11月22日(日) 広島市中区立町にあるひろしんギャラリーで「大庭孝文 日本画展」を観る。

広島市中区立町にあるひろしんギャラリーで「大庭孝文 日本画展」を観る。


数ヶ月前に「ラピスギャラリー」で観た大庭孝文さんがひろしんギャラリーで個展をすると聞いていたので、足を運んだ。


初めて訪れたこのギャラリーはさすが大手企業のビルの中にあるので、小箱のギャラリーとは異なる空間の広さがあり、今回の作品を窮屈にさせることなく展示していた。


ここ最近というより、今年始めたギャラリー巡りの中でもっとも大きな作品の展示となっていて、小さくない作品の風格は広島市現代美術館に飾られるべき、と想像するほどの存在感があった。


「ラピスギャラリー」でも和紙を透かした大きな作品はあったが、ここで展示されている作品はどれもただ大きいだけでなく、細かく、複雑な面を含んでいて、目が慣れるまでに時間を要した。部屋に入った瞬間の印象はマーク・ロスコの作品群が展示されているような広さがあり、ちょうど他に来場者のいない時間だったので、自分一人で空間を独り占めしたまま遠近をあちこち移動して鑑賞できる自由があった。ギャラリー巡りを趣味にするならば、自分のようなシステム化する性格は多少の義務感がどうしてもつきまとい、足を運んだ先で自ら拵えたルールに従って鑑賞することもあるが、ここでの時間は、街を代表する美術館で喜びのまま観るのと同じ、欲求に動かされての目の動きとなった。


いくつものレイヤーで構成されているような印象を受ける作品は、様々な肌合いを持っており、アブストラクトらしい心象のようでもあるが、近づいてみると画面に元々の絵が残っていたかのような古い日本のイラストも混ざっている。砂のようにざらつく面もあれば、やや滑らかなところもあり、金か銀で貼られてメタリックに輝く部分もあれば、窪んでいたり盛りあがっているところもある。テクスチャがミックスされるように色々な画材が組み合わさっているようでも、離れて鑑賞すると平面性が浮き上がってそれぞれは一体化するものの、細かい肌合いを残しつつ細かい形象やシルエットがやはり重なり合っているような不思議な印象を受ける。
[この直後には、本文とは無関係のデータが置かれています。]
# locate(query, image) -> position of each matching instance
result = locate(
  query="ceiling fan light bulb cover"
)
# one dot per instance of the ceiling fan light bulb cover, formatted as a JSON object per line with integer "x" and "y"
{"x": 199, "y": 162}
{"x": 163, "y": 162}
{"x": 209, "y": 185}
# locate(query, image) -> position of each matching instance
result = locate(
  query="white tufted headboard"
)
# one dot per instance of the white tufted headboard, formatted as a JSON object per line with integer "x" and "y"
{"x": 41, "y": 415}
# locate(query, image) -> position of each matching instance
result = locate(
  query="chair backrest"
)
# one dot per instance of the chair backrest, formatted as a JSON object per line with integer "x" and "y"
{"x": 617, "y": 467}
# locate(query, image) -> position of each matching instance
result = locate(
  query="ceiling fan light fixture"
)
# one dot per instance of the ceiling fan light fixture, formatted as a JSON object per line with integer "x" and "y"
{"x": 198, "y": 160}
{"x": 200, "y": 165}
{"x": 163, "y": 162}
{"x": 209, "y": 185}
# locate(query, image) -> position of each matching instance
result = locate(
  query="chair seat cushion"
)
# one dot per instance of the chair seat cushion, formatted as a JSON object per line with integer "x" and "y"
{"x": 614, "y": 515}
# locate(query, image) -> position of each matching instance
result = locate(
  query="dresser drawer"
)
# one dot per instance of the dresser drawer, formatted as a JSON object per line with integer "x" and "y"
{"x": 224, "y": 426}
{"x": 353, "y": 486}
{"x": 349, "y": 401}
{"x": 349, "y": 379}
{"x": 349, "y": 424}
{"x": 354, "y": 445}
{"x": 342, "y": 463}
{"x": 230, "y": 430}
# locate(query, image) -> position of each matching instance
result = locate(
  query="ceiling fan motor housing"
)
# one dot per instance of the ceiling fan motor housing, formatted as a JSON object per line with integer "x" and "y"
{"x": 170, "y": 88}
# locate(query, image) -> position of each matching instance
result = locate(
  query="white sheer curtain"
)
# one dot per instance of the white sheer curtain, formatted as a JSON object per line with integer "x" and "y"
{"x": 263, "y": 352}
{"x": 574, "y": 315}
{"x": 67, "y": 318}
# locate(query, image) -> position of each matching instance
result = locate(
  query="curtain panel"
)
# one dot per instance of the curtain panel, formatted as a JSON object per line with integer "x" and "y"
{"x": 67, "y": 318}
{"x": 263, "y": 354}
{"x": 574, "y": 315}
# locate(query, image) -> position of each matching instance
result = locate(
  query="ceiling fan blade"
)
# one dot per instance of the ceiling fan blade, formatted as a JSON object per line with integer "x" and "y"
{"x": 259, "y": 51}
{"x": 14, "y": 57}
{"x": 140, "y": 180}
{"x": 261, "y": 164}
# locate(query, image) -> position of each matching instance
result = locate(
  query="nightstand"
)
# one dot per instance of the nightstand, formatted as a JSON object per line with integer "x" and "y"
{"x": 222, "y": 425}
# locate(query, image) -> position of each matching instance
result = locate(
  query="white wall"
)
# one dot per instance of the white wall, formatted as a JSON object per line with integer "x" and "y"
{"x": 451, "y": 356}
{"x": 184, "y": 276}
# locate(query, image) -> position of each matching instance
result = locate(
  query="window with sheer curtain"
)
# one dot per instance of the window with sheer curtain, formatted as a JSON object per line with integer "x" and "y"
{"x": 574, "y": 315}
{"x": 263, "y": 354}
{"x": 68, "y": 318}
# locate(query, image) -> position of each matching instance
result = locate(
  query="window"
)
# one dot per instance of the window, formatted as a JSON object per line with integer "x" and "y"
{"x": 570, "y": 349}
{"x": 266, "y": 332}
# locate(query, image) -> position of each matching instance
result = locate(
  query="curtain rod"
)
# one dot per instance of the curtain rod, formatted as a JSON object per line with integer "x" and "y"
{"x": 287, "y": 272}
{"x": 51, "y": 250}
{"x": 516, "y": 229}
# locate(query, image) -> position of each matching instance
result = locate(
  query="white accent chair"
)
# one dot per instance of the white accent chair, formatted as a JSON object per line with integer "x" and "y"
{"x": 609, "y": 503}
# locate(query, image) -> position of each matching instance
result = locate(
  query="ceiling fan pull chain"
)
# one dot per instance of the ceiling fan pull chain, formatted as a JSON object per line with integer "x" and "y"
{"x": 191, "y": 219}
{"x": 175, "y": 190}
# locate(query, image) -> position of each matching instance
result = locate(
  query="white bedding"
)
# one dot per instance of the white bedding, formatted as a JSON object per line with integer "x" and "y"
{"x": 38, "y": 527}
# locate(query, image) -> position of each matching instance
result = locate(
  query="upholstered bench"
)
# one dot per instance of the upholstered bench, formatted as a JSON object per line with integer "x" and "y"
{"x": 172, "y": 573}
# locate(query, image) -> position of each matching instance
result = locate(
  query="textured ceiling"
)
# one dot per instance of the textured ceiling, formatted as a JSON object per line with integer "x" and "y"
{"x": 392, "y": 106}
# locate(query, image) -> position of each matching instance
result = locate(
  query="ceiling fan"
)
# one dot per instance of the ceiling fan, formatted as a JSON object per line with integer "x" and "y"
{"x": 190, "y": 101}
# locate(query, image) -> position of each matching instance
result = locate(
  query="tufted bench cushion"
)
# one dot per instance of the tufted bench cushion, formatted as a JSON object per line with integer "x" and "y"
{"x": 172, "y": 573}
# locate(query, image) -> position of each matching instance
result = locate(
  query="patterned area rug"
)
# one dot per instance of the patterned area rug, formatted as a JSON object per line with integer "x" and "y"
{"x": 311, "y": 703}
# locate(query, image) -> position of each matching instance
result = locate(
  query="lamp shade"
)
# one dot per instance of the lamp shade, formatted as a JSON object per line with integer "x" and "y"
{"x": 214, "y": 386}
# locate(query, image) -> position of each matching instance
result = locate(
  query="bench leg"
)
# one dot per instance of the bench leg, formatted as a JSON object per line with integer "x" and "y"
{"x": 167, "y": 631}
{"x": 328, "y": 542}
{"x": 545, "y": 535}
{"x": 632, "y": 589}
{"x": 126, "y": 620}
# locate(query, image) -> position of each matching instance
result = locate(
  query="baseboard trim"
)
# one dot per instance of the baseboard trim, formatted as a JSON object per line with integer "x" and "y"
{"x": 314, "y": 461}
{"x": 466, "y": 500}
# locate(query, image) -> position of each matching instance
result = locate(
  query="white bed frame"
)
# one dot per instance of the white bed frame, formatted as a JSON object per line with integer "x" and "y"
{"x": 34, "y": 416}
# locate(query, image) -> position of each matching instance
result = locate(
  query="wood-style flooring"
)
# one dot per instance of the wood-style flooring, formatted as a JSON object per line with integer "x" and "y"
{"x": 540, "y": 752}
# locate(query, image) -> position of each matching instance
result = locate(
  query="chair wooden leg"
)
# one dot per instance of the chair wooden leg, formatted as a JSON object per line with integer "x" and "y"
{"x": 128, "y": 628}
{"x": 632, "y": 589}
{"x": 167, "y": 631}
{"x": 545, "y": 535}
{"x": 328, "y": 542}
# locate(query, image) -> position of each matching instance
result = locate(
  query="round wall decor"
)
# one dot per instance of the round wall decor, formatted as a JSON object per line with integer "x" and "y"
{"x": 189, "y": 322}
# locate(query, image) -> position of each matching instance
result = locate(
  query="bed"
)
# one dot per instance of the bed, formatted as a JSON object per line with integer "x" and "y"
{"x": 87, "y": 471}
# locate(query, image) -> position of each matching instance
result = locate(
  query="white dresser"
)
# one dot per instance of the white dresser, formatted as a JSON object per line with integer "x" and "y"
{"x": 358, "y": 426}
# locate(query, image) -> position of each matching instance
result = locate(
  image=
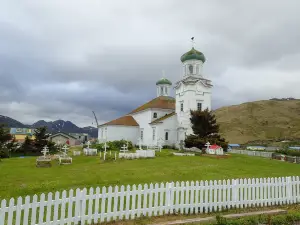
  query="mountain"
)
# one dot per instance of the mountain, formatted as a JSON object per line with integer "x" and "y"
{"x": 11, "y": 122}
{"x": 260, "y": 120}
{"x": 52, "y": 126}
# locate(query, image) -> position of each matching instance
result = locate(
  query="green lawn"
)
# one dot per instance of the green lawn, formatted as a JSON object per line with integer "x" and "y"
{"x": 20, "y": 177}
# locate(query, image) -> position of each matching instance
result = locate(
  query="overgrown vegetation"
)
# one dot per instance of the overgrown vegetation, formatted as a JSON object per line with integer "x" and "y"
{"x": 285, "y": 219}
{"x": 206, "y": 129}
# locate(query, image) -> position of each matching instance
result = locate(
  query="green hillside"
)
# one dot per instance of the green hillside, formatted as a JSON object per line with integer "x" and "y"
{"x": 260, "y": 120}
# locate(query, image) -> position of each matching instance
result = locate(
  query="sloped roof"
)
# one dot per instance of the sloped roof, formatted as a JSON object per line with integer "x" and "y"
{"x": 161, "y": 102}
{"x": 62, "y": 134}
{"x": 163, "y": 118}
{"x": 124, "y": 120}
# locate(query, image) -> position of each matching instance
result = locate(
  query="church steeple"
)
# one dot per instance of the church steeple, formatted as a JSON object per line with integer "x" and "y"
{"x": 163, "y": 87}
{"x": 192, "y": 62}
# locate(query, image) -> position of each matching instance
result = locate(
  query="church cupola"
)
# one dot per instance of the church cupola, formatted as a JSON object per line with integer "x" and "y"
{"x": 163, "y": 87}
{"x": 192, "y": 62}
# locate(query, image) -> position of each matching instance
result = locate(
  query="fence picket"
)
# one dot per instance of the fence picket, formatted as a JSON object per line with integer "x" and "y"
{"x": 97, "y": 202}
{"x": 83, "y": 206}
{"x": 145, "y": 197}
{"x": 109, "y": 200}
{"x": 132, "y": 216}
{"x": 159, "y": 199}
{"x": 139, "y": 203}
{"x": 2, "y": 212}
{"x": 103, "y": 205}
{"x": 41, "y": 211}
{"x": 19, "y": 211}
{"x": 90, "y": 207}
{"x": 116, "y": 199}
{"x": 10, "y": 211}
{"x": 70, "y": 206}
{"x": 150, "y": 211}
{"x": 63, "y": 208}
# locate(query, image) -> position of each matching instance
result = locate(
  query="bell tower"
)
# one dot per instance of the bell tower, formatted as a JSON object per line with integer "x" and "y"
{"x": 193, "y": 91}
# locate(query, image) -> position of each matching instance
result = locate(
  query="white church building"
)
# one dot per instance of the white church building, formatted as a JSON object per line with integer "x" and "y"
{"x": 165, "y": 119}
それは純粋に壁画のような存在感としてあり、記憶の積み重ねのように、時に重きを置いた記録としても感じられるようだ。


他にもそれほど多くの色を使わずに構成された作品もあり、それは「ラピスギャラリー」で観た作品につながる単純化への過程としての側面もあるようだ。棚田と海の流れの融合を線に観ながら地表を感じる作品もあれば、樹木のシルエットが明確に残り遠景と前景に交差よりもすれ違いを感じる作品もあり、赤の浸食と境界線が強烈に心を打つ作品もある。一本の線で形態を浮かばせる作品もあれば、額に納まって異なった印象を樹として映すような作品もある。


質問する時間があったので大庭孝文さんに尋ねてみると、キャンバスから予想もしない技法で木製パネルに和紙が張られていて、下地として絵の具が塗り固められていたり、岩絵具で盛りあがらせたり削ったりと、種々の差し引きによって意図する質感が表現されているとのことだ。


実に見事な展示となっており、これだけの迫力と品格を持った作品はなかなかないだろうと思うものの、最近ギャラリー巡りを始めたばかりの自分の経験の少なさだろう、もしかしたら大庭孝文さんクラスの芸術家はひしめいているのかもしれない。


それでも自分には素直な感銘と喜びを受ける個展となっており、あくまでこれは”日本画展”とあるところに、現在進行する美術の奥深さと面白さが一気に広がるようだった。ぜひ多くの人に注目してもらいたい芸術家だが、むしろ自分の気づくのが単に遅かったのだろう。素晴らしい作品を見せてもらった。